From a privacy perspective, I wholeheartedly agree with boyd that we can’t expect users to become paranoid sysadmins. The final point of my own guide to Facebook privacy admonished, “You Have to Live Your Life.” But from a security perspective, I know that there will always be people and automated systems which are “staring at you” on the Internet. I’ve seen time and again that if data is placed where others can access it online, someone will access it – perhaps even unintentionally (Google indexes many pages that were obviously not meant for public consumption).
In my opinion, the only way to offer any setup online which resembles the sort of “private in public” context boyd described requires some sort of a walled garden, such as limiting your Facebook profile to logged in users. That alone still doesn’t provide the same degree of privacy, since many fake profiles exist and applications may still have access to your data. But while “security through obscurity” (or perhaps more accurately, privacy through obscurity) may be a decent strategy in many “offline” social situations, it simply can’t be relied on to protect users and data online.

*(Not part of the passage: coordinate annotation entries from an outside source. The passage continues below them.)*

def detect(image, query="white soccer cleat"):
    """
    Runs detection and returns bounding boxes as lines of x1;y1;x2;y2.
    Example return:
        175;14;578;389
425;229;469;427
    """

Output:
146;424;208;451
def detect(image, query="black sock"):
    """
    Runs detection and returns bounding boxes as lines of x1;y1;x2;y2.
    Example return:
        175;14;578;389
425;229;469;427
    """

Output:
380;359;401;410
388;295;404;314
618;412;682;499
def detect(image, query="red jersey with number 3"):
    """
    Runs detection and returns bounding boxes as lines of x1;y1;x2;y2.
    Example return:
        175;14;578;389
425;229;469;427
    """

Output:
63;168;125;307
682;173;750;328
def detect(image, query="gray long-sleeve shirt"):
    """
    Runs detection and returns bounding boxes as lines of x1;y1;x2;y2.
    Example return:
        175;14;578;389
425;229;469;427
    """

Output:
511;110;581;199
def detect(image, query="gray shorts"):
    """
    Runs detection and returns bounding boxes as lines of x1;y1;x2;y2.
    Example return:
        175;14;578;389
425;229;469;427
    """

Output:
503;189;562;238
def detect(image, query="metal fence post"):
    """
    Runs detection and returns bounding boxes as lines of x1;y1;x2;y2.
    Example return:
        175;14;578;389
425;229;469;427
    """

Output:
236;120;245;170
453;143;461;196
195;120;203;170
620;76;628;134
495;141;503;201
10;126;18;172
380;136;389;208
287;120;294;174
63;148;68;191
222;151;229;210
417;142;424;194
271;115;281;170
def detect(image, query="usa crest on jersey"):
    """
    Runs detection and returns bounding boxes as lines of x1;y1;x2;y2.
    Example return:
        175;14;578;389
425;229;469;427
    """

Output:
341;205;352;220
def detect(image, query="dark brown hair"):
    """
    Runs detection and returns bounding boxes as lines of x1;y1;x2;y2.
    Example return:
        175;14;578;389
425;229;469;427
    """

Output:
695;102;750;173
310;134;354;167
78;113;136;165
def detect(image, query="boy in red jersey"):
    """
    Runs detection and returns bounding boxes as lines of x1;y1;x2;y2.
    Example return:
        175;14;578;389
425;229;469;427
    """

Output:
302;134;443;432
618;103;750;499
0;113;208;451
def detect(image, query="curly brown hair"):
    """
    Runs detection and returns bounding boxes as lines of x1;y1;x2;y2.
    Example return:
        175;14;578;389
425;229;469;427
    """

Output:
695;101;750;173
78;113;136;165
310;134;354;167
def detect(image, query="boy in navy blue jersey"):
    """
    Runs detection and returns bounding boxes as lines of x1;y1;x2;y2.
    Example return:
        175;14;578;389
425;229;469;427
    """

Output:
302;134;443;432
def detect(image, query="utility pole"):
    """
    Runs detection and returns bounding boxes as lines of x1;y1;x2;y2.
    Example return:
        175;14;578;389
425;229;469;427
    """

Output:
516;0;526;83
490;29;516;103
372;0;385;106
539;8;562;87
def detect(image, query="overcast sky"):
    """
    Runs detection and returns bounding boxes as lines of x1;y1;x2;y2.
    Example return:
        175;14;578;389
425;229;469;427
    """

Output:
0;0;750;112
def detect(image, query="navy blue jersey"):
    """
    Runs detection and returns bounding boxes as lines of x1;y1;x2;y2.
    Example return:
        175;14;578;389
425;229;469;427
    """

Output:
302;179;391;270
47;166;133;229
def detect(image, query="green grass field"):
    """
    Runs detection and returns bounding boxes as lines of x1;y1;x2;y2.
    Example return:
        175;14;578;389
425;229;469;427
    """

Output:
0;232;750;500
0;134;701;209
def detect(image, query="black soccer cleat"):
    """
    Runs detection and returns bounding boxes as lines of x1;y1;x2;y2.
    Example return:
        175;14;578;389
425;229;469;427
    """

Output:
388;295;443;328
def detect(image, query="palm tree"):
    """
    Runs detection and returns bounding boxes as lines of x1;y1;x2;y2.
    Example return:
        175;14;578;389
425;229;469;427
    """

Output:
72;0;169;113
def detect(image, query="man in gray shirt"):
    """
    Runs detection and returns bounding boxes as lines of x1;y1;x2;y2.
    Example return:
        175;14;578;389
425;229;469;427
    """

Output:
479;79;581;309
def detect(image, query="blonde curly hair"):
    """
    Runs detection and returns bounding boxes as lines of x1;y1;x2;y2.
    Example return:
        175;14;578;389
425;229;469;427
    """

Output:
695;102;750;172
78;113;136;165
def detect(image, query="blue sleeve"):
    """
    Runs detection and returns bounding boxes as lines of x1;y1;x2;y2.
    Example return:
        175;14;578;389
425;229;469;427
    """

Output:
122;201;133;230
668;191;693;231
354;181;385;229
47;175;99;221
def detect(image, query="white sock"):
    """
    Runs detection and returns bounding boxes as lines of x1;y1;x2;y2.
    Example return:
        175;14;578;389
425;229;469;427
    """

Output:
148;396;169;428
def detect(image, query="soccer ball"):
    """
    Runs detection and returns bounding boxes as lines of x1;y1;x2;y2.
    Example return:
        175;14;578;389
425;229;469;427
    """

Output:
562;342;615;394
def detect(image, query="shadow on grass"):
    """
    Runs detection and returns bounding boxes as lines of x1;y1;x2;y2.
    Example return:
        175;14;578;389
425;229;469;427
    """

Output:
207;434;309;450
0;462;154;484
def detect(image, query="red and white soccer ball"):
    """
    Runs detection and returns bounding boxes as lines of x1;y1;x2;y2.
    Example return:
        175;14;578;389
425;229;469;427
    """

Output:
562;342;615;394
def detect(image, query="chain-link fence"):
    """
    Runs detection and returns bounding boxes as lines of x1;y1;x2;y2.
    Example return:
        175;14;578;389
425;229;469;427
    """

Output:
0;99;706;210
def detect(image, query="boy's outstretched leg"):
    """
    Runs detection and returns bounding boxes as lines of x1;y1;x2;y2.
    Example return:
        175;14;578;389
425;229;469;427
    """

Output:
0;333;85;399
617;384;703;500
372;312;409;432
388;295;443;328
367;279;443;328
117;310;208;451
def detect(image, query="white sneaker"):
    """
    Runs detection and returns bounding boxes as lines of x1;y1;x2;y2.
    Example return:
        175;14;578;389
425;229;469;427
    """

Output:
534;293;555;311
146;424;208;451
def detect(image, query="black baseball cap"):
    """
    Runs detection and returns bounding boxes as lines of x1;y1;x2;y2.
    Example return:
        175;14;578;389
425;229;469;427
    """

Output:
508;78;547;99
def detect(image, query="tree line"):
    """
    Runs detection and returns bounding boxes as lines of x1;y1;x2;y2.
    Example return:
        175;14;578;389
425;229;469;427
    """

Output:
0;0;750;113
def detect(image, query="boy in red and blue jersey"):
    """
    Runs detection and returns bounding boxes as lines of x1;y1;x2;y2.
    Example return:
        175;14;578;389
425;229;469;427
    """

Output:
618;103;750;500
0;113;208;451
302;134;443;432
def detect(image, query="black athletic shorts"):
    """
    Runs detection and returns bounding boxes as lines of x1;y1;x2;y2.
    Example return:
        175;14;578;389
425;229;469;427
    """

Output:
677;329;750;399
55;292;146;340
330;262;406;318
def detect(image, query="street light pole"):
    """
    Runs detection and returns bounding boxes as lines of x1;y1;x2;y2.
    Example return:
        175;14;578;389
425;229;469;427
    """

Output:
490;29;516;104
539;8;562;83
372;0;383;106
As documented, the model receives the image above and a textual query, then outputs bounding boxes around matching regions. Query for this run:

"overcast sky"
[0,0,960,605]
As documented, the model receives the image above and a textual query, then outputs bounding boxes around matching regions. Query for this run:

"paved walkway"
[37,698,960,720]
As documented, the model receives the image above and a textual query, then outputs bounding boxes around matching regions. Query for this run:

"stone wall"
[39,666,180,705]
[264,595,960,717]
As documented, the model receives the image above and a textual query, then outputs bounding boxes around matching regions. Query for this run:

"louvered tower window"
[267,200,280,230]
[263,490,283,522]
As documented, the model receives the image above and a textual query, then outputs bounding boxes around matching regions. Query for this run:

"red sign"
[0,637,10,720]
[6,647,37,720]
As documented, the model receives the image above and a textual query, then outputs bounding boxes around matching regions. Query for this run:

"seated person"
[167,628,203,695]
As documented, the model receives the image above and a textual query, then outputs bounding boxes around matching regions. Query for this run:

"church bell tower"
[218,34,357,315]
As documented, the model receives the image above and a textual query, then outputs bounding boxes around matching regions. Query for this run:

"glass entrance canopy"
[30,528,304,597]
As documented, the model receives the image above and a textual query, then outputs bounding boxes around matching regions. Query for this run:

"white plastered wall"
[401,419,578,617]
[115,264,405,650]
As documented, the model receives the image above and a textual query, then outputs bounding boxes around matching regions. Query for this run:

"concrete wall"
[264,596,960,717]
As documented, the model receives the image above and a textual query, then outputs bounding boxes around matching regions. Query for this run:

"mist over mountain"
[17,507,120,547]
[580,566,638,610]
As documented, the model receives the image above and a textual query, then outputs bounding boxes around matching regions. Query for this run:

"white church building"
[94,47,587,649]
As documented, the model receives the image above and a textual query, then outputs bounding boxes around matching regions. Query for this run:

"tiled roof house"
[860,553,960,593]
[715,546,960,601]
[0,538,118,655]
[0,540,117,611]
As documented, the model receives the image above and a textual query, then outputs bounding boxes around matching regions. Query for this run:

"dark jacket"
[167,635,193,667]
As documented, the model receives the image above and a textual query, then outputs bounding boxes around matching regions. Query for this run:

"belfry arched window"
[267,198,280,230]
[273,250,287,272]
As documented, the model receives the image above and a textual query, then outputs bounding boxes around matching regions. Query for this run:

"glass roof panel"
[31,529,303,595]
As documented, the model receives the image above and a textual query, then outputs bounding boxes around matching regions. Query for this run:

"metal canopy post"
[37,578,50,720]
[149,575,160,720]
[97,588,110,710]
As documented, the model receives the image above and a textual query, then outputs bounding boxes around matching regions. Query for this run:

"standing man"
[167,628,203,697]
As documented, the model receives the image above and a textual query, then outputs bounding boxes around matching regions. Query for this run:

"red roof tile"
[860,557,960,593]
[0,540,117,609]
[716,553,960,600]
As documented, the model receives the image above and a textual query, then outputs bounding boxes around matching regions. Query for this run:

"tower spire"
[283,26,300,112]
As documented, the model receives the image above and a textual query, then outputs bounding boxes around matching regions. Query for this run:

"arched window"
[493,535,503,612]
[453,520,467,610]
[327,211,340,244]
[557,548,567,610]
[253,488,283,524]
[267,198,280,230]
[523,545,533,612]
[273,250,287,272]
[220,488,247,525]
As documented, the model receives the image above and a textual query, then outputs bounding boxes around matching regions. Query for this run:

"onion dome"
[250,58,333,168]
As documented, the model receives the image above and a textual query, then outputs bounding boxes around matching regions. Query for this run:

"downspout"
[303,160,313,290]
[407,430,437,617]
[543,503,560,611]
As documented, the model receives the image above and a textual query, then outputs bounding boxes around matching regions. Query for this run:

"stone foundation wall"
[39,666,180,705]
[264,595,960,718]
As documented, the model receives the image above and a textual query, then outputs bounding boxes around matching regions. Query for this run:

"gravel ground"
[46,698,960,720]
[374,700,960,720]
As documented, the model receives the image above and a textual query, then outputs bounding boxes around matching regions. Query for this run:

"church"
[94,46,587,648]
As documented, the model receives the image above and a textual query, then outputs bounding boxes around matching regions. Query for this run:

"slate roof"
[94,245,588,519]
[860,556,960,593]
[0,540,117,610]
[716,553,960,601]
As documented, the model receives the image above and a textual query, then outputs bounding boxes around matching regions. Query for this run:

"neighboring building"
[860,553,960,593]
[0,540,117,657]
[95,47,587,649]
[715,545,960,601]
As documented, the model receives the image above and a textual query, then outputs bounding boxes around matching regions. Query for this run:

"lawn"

Facebook users are starting to discover this firsthand. I’ve seen several reactions to Bowes’ release that characterize it as a security issue or privacy issue, and people have seemed quite surprised that building such a dataset was even possible. Yet it really shouldn’t come as a surprise to someone familiar with current technology and ways of accessing Facebook data. And it won’t be the last time we see someone make use of “public” data in surprising ways. Some of these uses may be unfortunate or unethical (see above), but we’ve often seen technology steam ahead in pursuit of fortune, and the web has many users with differing ideas on ethics. Reversing the effects of such actions may prove impossible, which is why I would argue we need to prevent them by not trusting obscurity for protection. And how do we balance this perspective to avoid unhealthy paranoia? I’m honestly not sure – but if content is publicly accessible online without any technical limitations, we can hardly consider it immune to publicizing.